Daniel Suarez: Darknet; Reinbek bei Hamburg: Rowohlt Taschenbuch Verlag, 2011. 474 Seiten.

Es ist eher selten, daß eine Fortsetzung besser ist, als der Vorgänger. Darknet, oder treffender: Freedom, wie der Originaltitel lautet, ist in meinen Augen ein solcher Fall. Maßgeblich dafür ist allerdings, daß Darknet ein völlig anderes Buch als Daemon ist. Hier geht es noch weniger ums Hacken, obwohl der Daemon bzw. das von ihm errichtete weltweite, verschlüsselte, drahtlose Darknet die Hauptrolle spielt.

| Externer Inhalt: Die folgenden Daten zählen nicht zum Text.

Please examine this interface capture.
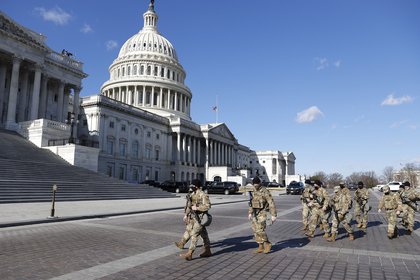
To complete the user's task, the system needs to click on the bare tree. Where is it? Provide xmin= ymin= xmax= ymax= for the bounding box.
xmin=327 ymin=172 xmax=344 ymax=188
xmin=311 ymin=171 xmax=328 ymax=184
xmin=401 ymin=163 xmax=419 ymax=186
xmin=382 ymin=166 xmax=394 ymax=183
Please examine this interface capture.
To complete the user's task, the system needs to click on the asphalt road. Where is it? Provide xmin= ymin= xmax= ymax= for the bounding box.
xmin=0 ymin=191 xmax=419 ymax=280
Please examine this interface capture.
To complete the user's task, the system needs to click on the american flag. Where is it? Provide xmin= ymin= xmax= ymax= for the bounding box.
xmin=212 ymin=106 xmax=218 ymax=111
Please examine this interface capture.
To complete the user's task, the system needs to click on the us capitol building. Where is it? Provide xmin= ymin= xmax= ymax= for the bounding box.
xmin=0 ymin=1 xmax=297 ymax=186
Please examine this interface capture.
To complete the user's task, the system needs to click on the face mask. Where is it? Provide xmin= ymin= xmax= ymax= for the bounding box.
xmin=358 ymin=185 xmax=363 ymax=189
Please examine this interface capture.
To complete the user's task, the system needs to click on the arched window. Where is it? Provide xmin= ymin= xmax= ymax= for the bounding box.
xmin=118 ymin=68 xmax=120 ymax=77
xmin=160 ymin=68 xmax=164 ymax=77
xmin=133 ymin=65 xmax=138 ymax=75
xmin=147 ymin=66 xmax=151 ymax=75
xmin=122 ymin=67 xmax=125 ymax=76
xmin=140 ymin=65 xmax=144 ymax=75
xmin=119 ymin=139 xmax=127 ymax=157
xmin=127 ymin=66 xmax=131 ymax=76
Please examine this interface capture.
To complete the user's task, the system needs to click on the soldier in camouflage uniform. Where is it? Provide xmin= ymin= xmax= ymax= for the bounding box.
xmin=354 ymin=181 xmax=370 ymax=232
xmin=248 ymin=176 xmax=277 ymax=254
xmin=306 ymin=180 xmax=330 ymax=239
xmin=399 ymin=181 xmax=418 ymax=235
xmin=378 ymin=185 xmax=402 ymax=239
xmin=175 ymin=179 xmax=212 ymax=261
xmin=328 ymin=183 xmax=354 ymax=241
xmin=301 ymin=179 xmax=313 ymax=231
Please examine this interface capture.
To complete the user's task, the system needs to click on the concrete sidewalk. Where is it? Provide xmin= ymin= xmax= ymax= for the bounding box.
xmin=0 ymin=194 xmax=249 ymax=228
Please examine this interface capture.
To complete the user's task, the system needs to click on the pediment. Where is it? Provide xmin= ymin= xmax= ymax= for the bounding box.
xmin=208 ymin=123 xmax=236 ymax=141
xmin=0 ymin=11 xmax=49 ymax=51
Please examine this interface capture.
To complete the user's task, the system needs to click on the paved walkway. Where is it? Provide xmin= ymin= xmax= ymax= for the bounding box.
xmin=0 ymin=191 xmax=286 ymax=228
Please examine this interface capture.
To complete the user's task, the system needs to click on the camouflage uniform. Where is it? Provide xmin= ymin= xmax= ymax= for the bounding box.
xmin=354 ymin=183 xmax=370 ymax=231
xmin=399 ymin=183 xmax=418 ymax=234
xmin=175 ymin=183 xmax=211 ymax=260
xmin=306 ymin=182 xmax=330 ymax=238
xmin=248 ymin=182 xmax=277 ymax=253
xmin=301 ymin=183 xmax=313 ymax=231
xmin=378 ymin=186 xmax=402 ymax=239
xmin=328 ymin=185 xmax=354 ymax=241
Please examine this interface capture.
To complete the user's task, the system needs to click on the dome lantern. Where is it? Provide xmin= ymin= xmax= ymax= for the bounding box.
xmin=142 ymin=0 xmax=158 ymax=32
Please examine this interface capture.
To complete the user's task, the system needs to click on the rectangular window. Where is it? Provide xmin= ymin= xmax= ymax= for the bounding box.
xmin=119 ymin=142 xmax=126 ymax=157
xmin=155 ymin=149 xmax=159 ymax=161
xmin=146 ymin=147 xmax=151 ymax=159
xmin=121 ymin=124 xmax=126 ymax=131
xmin=118 ymin=166 xmax=125 ymax=180
xmin=132 ymin=143 xmax=139 ymax=158
xmin=107 ymin=140 xmax=114 ymax=155
xmin=154 ymin=170 xmax=159 ymax=181
xmin=109 ymin=121 xmax=114 ymax=128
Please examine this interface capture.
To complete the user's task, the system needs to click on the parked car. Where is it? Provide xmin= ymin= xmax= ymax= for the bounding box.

Während Daemon eher aus der Perspektive von Individuen und ihrer Geschichte/Rolle mit/im Daemon/Darknet geschrieben ist, ist Darknet eher ein soziologisches Buch. Es geht um die Idee eines „besseren“, sozialeren Internets ohne die bösen Wirtschaftsgiganten, vor allem aber dessen befreiende Wirkung auf die Realität, die von raffgierigen „Corporations“, machtlosen Regierungen und ressourcenverbrauchendem, umweltzerstörendem Materialismus befreit werden muß.

So schwarz-weiß und platt, wie ein solcher Plot umgesetzt werden könnte, ist Darknet aber glücklicherweise nicht. Auch wenn Suarez zentrale Gedanken ganz offensichtlich der Globalisierungskritik und dem Kommunitarismus verdankt, arbeitet er auch die Ambivalenz menschlicher Freiheit und die Grenzen heraus. Der Superschurke auf Seiten der alten Ordnung hat ein ihm in Grausamkeit, Gewissenlosigkeit und Brutalität in nichts nachstehenden Gegner auf Seiten des Daemons. Doch genau auf diesen Schurken ist das Darknet aber zu seinem Schutz angewiesen. Durch die Art, wie dieser Schurke die Ressourcen des Darknets einsetzt, wird auch deutlich, daß die Technik selbst ambivalent ist und zu Gutem wie zu Bösem verwendet werden kann. Daher dreht sich ein Großteil des Buches um die Frage, ob die Menschheit überhaupt Freiheit verdient. Wäre es nicht besser, sie unter einem zwar gutwilligen, nicht kompromittierbaren Daemon — man könnte auch sagen: Leviathan — zu versklaven?

Die in der Grundkonstellation angelegte Positionierung des Autors bleibt dennoch erkennbar: Autarke regionale Wirtschaften, regenerative Energiequellen (koste es, was es wolle, das sei alles wirtschaftlich, wenn man denn die Kosten der Nicht-Nachhaltigkeit bisheriger Techniken einrechne), dezentrale (Selbst-)Steuerung der Communitys (Basisdemokratie) und ihrer Produktionskette über das Darknet statt großer Staaten und Firmen. Hier liegt auch die Schwäche des Ansatzes: Die meisten Menschen seien gut, bedeutet hier nicht (nur), sie seien prinzipiell guten Willens, aber korrumpierbar, sondern daß sie mit Hilfe des Daemons/Darknets auch tatsächlich gut handelten. So fällt auf, daß es keinerlei Konflikte innerhalb oder zwischen den Darknetcommunitys zu geben scheint. Wir haben uns einfach alle irgendwie halbwegs lieb — oder: Wer versucht, die Regeln zum eigenen Vorteil auszunutzen, wird über das Darknet bestraft werden. Insofern bleibt am Ende auch offen, ob sich die Menschheit Freiheit verdient hat oder doch unter die (durchaus ganz angenehm erscheindende) Diktatur des Daemons gerät, denn wer hier wen steuert, bleibt am Ende offen: Der Daemon die Menschen oder die Menschen den Daemon. Oder vielleicht die Menschen die Menschen mit Hilfe des Daemon?